El Salvador: vítimas da guerra criticam oposição e pedem direitos

O conflito bélico interno que, entre 1980 e 1992 sacudiu as estruturas de El Salvador, este pequeno país centro-americano, não apenas deixou um saldo de 75 mil mortos e 8 mil desaparecidos, mas também 40 mil pessoas incapacitadas pela guerra, segundo a Comissão da Verdade criada por causa do Acordos de Paz assinados em 1992 no Castelo de Chapultepec, no México.

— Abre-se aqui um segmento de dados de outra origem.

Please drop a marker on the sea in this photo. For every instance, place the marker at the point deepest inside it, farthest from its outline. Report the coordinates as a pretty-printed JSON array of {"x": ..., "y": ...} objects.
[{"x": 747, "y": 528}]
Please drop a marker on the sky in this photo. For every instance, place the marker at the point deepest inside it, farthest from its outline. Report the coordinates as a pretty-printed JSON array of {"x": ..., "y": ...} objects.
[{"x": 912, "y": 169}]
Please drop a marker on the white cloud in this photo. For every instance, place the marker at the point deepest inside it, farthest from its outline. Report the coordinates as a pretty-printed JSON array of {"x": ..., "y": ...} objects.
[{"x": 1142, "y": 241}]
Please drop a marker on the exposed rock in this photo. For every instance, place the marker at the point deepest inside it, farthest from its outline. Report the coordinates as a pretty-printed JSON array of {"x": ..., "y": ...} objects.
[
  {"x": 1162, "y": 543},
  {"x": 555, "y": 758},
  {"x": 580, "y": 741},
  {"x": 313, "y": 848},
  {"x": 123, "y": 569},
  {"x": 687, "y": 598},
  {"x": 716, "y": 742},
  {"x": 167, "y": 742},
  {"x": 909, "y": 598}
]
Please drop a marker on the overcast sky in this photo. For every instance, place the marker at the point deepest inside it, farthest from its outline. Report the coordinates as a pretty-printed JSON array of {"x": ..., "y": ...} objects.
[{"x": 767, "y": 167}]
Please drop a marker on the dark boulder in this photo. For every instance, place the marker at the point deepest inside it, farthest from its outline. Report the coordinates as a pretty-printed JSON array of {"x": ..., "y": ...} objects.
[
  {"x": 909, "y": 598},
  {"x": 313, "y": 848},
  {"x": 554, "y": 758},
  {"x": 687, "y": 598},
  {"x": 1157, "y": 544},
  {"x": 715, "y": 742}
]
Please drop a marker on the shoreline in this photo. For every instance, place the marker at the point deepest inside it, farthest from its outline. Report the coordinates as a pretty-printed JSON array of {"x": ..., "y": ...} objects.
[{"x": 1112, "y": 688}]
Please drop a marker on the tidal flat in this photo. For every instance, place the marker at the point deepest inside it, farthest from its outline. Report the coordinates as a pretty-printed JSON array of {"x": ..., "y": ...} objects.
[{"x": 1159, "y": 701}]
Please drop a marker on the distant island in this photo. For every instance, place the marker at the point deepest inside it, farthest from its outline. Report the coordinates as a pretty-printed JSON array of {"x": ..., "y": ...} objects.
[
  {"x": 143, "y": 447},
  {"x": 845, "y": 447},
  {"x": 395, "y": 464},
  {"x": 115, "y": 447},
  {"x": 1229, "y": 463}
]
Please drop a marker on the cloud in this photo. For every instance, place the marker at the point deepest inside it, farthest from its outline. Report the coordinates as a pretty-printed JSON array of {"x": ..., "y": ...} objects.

Por Giorgio Trucchi*, em San Salvador

Guerra civil salvadorenha deixou 40 mil pessoas incapacitadas. Saúde integral e revalorização das pensões são demandas de vítimas| Foto: Reprodução

Os Acordos dispuseram, por meio do decreto 416 – Lei de Benefício para a Proteção de Lesionados e Incapacitados pelo Conflito Armado –, a criação do FOPROLYD (Fundo de Proteção a Lesionados e Incapacitados pelo Conflito Armado, na sigla em espanhol), cujo objetivo era dar a assistência e os benefícios necessários para que os deficientes de guerra e os familiares dos combatentes mortos pudessem ser reincorporados à vida social e ao trabalho. Lamentavelmente, esses objetivos ficaram engavetados por mais de 16 anos.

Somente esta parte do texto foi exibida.